The first question is, in many ways, more fun ... but the scientific
questions are in most ways more interesting. I find both
questions meaningful, but hey, I have unscientific religious beliefs.
(Consider: the only scientific religious belief has to be agnosticism,
because science's answer to the question of the existence of God is,
"That's not a scientific question, so science does not have an answer
for it." Atheism is as unscientific as theism. Militant
agnosticism ("I don't know and you don't either") is arrogant when
it assumes that science is the only tool for exploring truth; properly
the scientific answer is simply, "science doesn't know and doesn't
attempt to find out, ask me when I'm not wearing my lab coat and
feel like giving you a non-scientific answer".) There's what I know
as an armchair scientist, and there's what I know as an armchair
theologian and as someone with personal subjective experience of the
divine, and my belief in God is not counter-scientific
or anti-scientific, merely non-scientific. It's
only when we make claims that science can disprove, or claim to have
scientifically proved the existence (or nonexistence) of God that
religion gets into trouble with science.
(One of my philosophy professors in college was convinced that
he had formally proved the existence of God. I wished he'd run
his proof past the math department. I think it was the same
prof who thought he'd mathematically proved that there had to have
been a "first moment of time", whose proof of that was mathematically
flawed, but wouldn't believe a mere undergrad (math major) correcting
him on a mathematical concept. Cool guy and very good to learn
philosophy from in general, but the math thing bugged me. (Not saying
one way or 'tother about whether that conjecture can be proved, but the
way he'd tried to do it relied on a very different understanding of
the number line than mathematicians have.))

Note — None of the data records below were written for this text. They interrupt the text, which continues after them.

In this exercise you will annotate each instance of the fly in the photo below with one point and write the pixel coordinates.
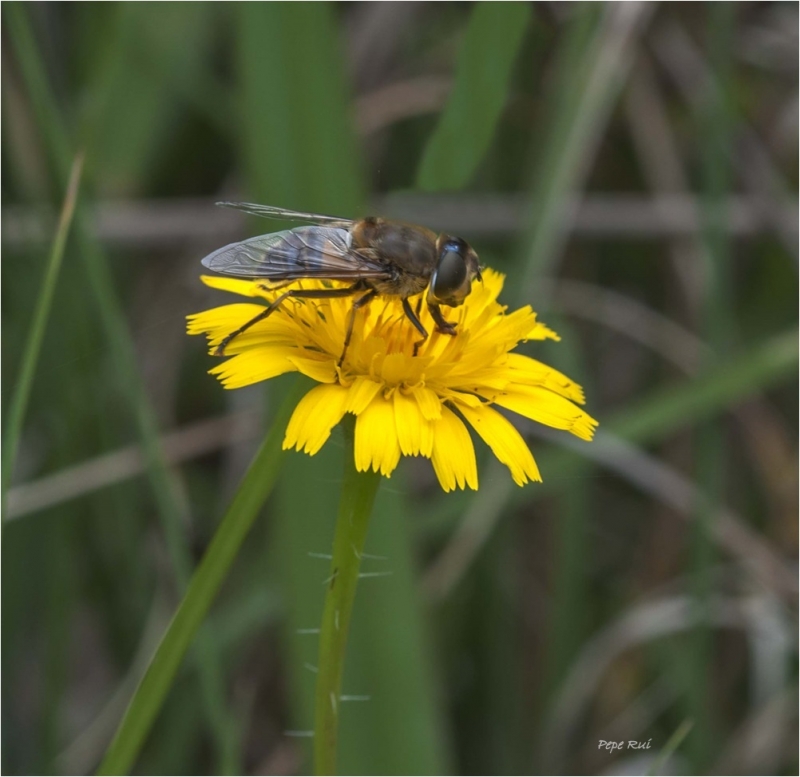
(379, 257)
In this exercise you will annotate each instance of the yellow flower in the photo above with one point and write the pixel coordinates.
(405, 405)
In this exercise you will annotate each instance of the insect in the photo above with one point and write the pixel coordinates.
(379, 256)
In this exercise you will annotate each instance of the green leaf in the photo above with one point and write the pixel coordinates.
(490, 48)
(33, 343)
(202, 590)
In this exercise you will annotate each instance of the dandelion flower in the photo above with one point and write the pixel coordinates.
(405, 404)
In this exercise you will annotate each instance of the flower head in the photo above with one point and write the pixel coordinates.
(405, 404)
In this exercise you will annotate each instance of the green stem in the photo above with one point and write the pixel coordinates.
(355, 507)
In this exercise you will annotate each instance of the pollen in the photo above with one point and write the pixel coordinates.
(406, 403)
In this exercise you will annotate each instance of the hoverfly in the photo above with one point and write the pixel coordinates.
(379, 256)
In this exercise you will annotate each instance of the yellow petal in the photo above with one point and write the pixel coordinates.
(222, 320)
(362, 392)
(321, 370)
(414, 431)
(259, 288)
(504, 440)
(376, 444)
(453, 454)
(254, 365)
(314, 417)
(540, 404)
(429, 403)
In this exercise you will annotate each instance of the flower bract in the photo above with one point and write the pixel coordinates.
(405, 404)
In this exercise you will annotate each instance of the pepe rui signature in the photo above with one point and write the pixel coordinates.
(631, 744)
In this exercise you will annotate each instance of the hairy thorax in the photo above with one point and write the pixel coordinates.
(408, 251)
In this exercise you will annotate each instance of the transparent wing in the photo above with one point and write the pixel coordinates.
(271, 212)
(306, 252)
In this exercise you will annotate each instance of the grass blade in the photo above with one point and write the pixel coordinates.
(200, 595)
(592, 65)
(33, 344)
(491, 44)
(673, 743)
(172, 509)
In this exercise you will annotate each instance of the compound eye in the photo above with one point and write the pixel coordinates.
(451, 273)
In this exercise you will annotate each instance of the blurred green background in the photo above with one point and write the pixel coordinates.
(633, 170)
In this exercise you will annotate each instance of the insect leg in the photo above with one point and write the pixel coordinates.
(296, 293)
(360, 302)
(445, 327)
(413, 318)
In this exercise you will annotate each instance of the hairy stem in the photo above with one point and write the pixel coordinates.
(355, 507)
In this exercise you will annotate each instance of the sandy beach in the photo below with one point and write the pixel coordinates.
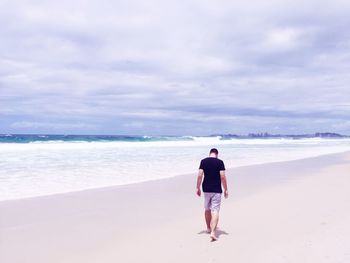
(295, 211)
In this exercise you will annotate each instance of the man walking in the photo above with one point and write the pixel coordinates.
(213, 170)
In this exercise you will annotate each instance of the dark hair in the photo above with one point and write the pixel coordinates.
(214, 150)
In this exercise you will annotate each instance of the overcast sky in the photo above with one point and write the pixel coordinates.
(179, 67)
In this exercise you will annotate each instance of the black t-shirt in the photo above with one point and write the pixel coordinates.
(212, 180)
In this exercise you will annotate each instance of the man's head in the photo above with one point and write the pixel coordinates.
(214, 152)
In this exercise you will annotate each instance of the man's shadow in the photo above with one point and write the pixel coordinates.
(218, 232)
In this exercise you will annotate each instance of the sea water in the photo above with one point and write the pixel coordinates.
(36, 165)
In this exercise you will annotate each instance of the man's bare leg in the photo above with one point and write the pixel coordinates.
(213, 224)
(207, 214)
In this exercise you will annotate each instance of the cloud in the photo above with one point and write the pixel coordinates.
(175, 67)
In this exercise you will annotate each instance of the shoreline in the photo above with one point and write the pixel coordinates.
(165, 178)
(277, 212)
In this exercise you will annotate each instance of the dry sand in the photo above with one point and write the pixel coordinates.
(297, 211)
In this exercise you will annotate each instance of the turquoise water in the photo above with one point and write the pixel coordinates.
(33, 166)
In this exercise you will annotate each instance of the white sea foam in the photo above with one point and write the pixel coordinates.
(34, 169)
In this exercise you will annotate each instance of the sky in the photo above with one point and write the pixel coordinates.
(178, 67)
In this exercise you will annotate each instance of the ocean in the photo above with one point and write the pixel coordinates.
(37, 165)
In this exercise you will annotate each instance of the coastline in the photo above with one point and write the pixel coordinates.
(163, 217)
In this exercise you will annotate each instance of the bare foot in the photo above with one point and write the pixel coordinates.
(213, 237)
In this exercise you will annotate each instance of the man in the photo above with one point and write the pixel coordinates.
(213, 170)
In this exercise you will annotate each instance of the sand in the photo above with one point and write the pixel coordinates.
(296, 211)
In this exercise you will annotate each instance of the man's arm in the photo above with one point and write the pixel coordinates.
(224, 182)
(199, 181)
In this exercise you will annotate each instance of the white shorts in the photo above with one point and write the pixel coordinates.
(212, 201)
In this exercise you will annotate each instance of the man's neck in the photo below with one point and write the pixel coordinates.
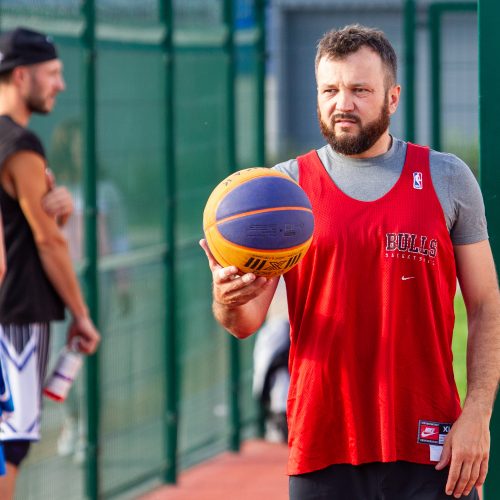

But I digress. My first trip to Florida convinced me that oranges
are evidence that God loves us ("Look! Single-serving bags of orange
juice! And they grow on trees! Isn't that convenient? And God made
these for us!"). I must give thanks for the evolution of potatoes
and chili peppers. (Okay, human-directed breeding gave rise to various
specific breeds and tweaked the yum-factor, but there was an ur-potato
and ur-pepper from which current varieties descended, and somone had to
stumble across them (along with tomatoes and eggplant) and realize
they'd found something worth cultivating.)
Hmm. Babbling, topic drift, too many parentheses, awkward sentence
structure, tangents, no sense of where any particular thought is going
... oh yeah, it's definitely naptime. Wonder whether this will look
at all salvageable by editing once I wake up again.